Labour has pledged to ban junk food adverts before the 9pm watershed in a bid to halve childhood obesity.
The party said the proposal to ban adverts for foods high in fat, sugar or salt forms part of a future child health bill that will be included in its election manifesto.
Labour will not require food manufacturers to change the fat, salt or sugar content of their products, but shadow health secretary Jonathan Ashworth hopes the change in advertising rules will have a positive impact on children’s health. The party believes the ban would see a significant cut in the number of junk food adverts viewed by children.
Ashworth said Labour wants to make Britain’s next generation “the healthiest in the world” through a £250m-a-year package of reforms that will also include investment in school nurses and counselling services in primary and secondary schools.
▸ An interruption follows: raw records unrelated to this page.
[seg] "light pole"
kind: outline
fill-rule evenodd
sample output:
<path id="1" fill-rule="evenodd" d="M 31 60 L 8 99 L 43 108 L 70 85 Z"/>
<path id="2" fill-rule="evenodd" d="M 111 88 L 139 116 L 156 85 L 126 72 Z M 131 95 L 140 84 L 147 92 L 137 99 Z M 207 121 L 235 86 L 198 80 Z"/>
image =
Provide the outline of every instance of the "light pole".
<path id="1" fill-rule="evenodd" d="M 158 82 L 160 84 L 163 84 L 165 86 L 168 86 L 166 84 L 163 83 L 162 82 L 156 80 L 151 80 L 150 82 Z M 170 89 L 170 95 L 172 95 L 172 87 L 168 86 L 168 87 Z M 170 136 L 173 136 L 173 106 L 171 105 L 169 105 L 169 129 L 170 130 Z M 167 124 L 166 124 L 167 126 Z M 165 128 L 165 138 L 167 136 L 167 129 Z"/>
He told BBC Radio 4’s Today programme that Labour would apply the same rules to primetime television that already apply to children’s TV.
“When you’re sat down with your children, as I do, watching The X Factor or Britain’s Got Talent, you’re not going to be seeing adverts for junk food,” he said.
“This isn’t the only measure to help us tackle obesity, but a number of children are watching these shows, and there is research that children see the adverts for McDonald’s and hassle their parents to go there. I do take my children to McDonald’s, but it’s all about doing it in moderation.”
The Labour minister hopes the proposed advertising ban would combine with the so-called sugar tax due to be imposed from April 2018, which is designed to encourage food and drinks manufacturers to make their products healthier.
“I think Ribena, for example, are changing their sugar content [in response to the sugar tax],” Ashworth said. “So there’s no reason why food companies cannot do similar. If they want to advertise their foods on Britain’s Got Talent, they can reduce the salt, the sugar, the fat content.”